Some editorial suggestions follow.

Abstract:

OLD:

   [...] ISPs can also be able to use the RPKI to validate the
   path of a BGP route.

NEW:

   [...] ISPs can also use the RPKI to validate the
   path of a BGP route.

Section 3.2

OLD:
   o  A SLURM Version indication that MUST be 1

NEW:
   o  A SLURM Version indication.  This document specifies version 1.

Also, in

      *  Zero or more target elements.  In this version of SLURM, there
         are two types of values for the target: ASN or Fully Qualified
         Domain Name(FQDN).  If more than one target line is present,
         all targets MUST be acceptable to the RP.

What's the difference between a target element and a target line?
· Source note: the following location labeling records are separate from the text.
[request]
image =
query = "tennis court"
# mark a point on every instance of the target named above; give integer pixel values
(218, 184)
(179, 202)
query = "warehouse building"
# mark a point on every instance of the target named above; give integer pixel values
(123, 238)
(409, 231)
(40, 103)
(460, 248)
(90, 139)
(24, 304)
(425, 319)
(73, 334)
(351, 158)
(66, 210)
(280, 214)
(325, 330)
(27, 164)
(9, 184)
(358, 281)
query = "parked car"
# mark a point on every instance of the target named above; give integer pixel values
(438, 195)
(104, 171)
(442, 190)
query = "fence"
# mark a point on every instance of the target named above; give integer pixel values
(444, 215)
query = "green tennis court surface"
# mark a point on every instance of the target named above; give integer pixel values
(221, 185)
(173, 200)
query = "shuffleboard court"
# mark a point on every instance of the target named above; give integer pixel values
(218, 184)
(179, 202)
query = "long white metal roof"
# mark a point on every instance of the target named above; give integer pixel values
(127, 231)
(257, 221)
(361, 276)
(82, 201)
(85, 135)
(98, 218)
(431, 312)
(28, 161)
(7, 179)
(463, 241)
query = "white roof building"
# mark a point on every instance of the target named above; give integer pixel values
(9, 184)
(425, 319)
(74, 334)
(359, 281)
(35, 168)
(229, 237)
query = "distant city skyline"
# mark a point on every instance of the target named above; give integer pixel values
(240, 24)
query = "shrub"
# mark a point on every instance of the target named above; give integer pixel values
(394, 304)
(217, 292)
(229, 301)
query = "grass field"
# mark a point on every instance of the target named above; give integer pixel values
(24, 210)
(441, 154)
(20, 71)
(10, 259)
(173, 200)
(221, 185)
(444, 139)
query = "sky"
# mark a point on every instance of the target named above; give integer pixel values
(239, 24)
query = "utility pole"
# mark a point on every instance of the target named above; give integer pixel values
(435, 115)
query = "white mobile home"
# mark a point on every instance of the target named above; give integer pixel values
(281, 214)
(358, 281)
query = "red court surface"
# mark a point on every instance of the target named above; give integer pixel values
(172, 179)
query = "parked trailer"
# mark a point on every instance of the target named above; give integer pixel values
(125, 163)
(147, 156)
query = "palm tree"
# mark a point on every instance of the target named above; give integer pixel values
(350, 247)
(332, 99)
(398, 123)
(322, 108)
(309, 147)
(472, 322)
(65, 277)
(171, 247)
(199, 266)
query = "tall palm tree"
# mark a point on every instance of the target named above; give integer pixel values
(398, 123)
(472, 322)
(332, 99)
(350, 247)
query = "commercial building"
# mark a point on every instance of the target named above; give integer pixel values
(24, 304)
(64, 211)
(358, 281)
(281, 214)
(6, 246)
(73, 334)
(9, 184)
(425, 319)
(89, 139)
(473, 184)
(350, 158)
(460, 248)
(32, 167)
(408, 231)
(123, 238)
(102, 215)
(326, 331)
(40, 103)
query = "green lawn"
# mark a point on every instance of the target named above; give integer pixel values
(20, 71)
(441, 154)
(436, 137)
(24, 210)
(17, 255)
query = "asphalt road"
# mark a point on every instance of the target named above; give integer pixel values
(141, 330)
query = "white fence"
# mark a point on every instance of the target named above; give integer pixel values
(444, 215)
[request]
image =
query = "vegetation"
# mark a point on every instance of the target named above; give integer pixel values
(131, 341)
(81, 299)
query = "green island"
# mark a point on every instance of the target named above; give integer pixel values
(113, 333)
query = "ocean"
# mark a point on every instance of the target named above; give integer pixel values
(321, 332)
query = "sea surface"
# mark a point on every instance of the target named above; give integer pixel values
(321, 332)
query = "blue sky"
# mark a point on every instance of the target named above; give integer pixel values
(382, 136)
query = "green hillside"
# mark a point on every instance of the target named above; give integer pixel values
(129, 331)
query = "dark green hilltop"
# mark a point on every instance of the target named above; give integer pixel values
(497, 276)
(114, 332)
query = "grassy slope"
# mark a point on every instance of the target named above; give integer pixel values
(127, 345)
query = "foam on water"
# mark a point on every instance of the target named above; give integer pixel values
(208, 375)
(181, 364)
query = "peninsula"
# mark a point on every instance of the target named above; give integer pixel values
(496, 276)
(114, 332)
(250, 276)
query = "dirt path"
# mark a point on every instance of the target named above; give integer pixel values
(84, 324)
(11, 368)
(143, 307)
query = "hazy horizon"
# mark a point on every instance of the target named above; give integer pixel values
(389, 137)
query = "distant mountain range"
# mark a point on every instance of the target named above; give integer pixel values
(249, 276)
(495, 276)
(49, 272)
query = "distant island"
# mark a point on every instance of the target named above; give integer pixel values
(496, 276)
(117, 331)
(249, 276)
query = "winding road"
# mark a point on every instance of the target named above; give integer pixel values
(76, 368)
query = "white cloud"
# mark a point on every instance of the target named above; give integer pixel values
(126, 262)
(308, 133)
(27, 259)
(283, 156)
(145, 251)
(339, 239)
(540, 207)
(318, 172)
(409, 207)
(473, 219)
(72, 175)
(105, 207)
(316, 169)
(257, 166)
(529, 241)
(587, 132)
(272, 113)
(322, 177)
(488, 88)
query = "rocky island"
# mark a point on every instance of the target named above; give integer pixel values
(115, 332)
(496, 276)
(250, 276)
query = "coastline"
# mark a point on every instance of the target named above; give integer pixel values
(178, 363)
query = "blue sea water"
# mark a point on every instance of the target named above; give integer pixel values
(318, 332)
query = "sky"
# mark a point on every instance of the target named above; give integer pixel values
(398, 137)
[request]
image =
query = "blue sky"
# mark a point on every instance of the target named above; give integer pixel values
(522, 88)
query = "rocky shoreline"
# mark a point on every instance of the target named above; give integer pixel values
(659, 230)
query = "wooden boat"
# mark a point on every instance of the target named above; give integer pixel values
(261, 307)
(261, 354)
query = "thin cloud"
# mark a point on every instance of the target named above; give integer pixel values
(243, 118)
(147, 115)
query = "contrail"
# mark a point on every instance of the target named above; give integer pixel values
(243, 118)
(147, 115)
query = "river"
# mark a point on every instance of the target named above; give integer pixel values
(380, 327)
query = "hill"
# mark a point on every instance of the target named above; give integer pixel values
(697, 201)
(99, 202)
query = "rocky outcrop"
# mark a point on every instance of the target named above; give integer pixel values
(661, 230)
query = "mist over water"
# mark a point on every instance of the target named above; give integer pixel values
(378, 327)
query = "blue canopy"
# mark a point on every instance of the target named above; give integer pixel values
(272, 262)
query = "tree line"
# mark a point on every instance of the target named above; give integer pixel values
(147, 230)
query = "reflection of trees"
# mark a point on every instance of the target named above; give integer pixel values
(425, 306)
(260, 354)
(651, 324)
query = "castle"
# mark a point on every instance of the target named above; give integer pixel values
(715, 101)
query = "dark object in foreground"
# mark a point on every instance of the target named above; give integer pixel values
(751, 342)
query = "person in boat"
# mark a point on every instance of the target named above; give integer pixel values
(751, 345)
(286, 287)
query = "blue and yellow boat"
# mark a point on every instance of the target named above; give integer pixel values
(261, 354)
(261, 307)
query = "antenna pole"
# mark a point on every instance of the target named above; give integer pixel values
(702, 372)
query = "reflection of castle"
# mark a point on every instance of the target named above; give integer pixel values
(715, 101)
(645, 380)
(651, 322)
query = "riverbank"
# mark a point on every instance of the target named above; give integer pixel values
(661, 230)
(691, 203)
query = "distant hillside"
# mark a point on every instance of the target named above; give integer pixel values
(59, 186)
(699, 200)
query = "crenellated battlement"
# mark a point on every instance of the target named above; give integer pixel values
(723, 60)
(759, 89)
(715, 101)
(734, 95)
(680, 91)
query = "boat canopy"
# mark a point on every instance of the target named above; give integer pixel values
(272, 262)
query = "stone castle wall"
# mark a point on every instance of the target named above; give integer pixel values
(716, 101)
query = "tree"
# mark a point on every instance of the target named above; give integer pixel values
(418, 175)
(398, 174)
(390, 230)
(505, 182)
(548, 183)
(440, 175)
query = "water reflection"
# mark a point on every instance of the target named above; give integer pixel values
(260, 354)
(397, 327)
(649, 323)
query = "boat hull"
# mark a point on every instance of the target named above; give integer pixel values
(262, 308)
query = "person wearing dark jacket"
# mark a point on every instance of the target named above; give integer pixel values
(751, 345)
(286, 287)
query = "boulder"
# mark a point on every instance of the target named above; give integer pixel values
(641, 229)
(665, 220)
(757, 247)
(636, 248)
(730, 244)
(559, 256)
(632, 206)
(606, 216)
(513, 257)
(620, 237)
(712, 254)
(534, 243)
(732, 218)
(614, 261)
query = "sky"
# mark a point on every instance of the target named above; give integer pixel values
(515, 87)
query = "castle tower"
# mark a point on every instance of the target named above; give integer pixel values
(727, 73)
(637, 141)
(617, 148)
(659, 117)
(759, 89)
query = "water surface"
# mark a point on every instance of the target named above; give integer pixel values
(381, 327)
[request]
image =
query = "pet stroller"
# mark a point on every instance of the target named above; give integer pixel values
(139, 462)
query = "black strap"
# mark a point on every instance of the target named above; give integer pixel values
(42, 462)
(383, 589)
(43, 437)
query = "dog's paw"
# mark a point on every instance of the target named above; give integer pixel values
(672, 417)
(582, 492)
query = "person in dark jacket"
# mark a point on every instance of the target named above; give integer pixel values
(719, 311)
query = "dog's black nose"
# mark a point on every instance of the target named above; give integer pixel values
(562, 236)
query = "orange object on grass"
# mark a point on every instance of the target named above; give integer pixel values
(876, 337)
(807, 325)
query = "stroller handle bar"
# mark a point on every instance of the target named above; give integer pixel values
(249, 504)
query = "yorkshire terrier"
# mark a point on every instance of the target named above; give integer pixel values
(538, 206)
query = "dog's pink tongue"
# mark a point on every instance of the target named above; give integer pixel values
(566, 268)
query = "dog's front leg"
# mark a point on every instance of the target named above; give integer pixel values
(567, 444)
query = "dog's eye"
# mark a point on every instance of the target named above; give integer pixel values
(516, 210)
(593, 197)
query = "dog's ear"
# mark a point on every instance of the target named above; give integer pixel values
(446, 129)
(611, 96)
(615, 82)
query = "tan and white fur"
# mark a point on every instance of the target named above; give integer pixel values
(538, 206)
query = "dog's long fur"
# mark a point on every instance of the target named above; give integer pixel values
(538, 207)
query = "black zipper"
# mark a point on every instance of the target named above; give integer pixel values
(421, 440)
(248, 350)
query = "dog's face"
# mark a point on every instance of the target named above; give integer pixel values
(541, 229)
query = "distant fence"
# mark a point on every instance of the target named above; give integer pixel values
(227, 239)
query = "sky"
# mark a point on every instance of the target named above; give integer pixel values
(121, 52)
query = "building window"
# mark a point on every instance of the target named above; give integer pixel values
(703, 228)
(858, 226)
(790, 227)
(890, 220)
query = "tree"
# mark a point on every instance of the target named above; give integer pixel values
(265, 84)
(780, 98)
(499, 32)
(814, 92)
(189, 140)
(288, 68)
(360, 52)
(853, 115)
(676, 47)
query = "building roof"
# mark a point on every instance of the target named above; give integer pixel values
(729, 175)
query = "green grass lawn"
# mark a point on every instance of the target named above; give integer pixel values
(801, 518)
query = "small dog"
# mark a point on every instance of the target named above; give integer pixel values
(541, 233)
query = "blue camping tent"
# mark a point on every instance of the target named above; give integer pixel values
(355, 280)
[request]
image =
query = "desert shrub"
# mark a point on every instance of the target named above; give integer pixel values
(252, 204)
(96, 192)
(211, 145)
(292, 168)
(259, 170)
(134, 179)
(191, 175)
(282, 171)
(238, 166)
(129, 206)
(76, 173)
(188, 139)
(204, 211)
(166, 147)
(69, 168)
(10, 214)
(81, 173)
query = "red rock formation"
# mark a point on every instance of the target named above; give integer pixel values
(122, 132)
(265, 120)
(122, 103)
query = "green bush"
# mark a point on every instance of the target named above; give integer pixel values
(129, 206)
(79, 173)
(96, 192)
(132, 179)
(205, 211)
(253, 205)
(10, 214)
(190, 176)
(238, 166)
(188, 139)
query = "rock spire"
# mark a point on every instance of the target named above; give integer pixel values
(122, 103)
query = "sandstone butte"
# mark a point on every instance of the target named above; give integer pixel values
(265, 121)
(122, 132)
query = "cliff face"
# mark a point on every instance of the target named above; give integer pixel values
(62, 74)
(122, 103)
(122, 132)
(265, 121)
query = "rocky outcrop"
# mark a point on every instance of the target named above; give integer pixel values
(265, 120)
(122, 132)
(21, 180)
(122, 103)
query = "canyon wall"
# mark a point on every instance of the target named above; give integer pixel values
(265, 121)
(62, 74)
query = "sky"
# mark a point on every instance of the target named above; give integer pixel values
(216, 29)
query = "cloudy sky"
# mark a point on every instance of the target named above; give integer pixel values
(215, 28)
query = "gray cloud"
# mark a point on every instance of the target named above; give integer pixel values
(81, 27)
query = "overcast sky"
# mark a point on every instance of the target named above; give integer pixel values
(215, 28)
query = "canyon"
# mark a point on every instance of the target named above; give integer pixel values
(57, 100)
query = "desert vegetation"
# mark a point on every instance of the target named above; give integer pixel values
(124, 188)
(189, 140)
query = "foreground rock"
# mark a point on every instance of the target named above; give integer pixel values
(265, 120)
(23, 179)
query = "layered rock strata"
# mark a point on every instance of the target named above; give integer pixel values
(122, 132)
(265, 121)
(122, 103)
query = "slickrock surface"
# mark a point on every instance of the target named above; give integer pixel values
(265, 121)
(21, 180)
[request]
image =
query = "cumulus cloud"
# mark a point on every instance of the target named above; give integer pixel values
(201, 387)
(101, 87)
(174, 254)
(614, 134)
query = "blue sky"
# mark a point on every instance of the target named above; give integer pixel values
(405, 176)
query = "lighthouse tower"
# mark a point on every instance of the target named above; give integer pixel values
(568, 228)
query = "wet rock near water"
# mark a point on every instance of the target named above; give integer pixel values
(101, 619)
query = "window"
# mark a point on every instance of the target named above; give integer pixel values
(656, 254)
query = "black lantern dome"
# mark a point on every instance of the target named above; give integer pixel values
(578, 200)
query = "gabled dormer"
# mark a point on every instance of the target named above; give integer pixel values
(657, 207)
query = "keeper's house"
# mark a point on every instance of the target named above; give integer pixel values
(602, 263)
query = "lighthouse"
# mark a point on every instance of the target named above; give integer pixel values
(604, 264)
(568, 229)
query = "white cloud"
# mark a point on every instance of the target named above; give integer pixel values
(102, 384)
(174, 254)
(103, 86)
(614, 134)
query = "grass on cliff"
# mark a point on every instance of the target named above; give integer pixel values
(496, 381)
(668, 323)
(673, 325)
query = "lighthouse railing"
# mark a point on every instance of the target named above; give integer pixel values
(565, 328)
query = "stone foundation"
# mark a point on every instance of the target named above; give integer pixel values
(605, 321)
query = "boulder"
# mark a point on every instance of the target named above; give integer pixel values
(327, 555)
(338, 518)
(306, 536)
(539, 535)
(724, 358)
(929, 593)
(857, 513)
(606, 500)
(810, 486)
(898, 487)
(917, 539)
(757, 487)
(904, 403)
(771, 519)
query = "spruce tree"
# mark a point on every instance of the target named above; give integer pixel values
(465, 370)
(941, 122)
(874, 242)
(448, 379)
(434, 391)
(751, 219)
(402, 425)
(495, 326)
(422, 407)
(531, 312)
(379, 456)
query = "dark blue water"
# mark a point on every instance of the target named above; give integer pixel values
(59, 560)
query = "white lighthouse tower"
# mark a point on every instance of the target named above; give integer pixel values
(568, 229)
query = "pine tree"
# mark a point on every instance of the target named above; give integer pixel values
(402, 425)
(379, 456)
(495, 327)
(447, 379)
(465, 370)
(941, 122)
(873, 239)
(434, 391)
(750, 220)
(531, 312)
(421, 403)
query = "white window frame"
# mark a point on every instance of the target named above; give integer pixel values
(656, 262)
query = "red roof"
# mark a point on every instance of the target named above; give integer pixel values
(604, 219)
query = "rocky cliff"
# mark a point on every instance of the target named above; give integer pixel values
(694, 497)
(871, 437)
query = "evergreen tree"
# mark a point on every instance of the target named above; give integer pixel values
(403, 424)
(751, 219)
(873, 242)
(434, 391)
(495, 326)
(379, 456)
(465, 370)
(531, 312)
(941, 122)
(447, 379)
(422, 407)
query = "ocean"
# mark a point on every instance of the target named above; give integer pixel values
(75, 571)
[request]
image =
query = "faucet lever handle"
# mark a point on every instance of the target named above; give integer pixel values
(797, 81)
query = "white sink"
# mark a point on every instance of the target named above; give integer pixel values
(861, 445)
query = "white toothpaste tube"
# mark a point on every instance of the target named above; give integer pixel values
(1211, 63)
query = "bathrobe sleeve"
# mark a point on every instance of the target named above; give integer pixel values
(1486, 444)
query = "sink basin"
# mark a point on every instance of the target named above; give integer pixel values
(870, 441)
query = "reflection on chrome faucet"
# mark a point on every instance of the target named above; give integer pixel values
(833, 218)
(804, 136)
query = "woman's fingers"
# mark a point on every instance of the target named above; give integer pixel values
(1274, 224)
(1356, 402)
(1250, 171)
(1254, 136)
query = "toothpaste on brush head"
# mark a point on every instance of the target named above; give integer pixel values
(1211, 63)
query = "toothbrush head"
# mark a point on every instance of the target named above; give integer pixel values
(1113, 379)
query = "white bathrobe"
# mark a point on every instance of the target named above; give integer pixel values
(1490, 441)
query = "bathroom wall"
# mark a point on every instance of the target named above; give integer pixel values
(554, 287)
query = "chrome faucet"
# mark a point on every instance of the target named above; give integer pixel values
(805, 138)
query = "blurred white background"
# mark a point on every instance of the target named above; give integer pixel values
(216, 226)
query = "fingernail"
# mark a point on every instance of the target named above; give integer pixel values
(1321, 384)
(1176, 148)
Section 3.5 (both subsections):

"is locally configured with" does not mention SLURM at all as being
involved in that configuration; perhaps it should.

Section 4.2

   [...] To do so, the RP MUST
   check the entries of SLURM file with regard to overlaps of the INR
   assertions and report errors to the sources that created these SLURM
   files in question.

The "report errors to the sources" part seems ineligible for
MUST-level requirement.

Also, in case of conflict, does the "MUST NOT use them" apply to all
SLURM files, only the ones with directly conflicting inputs, or only
enough files to remove the conflict?

Section 6

I'm always a little sad to see security-relevant functionality (such
as the transport with authenticity and integrity protection of SLRUM
files over the network) left as out of scope with no examples of
reasonable usage given.

I also wonder if we would benefit from a little discussion of the
potential routing issues that could arise from using a "broken" (or
deliberately adversarial) SLURM file, though I expect that the
target audience is probably pretty familiar with these already.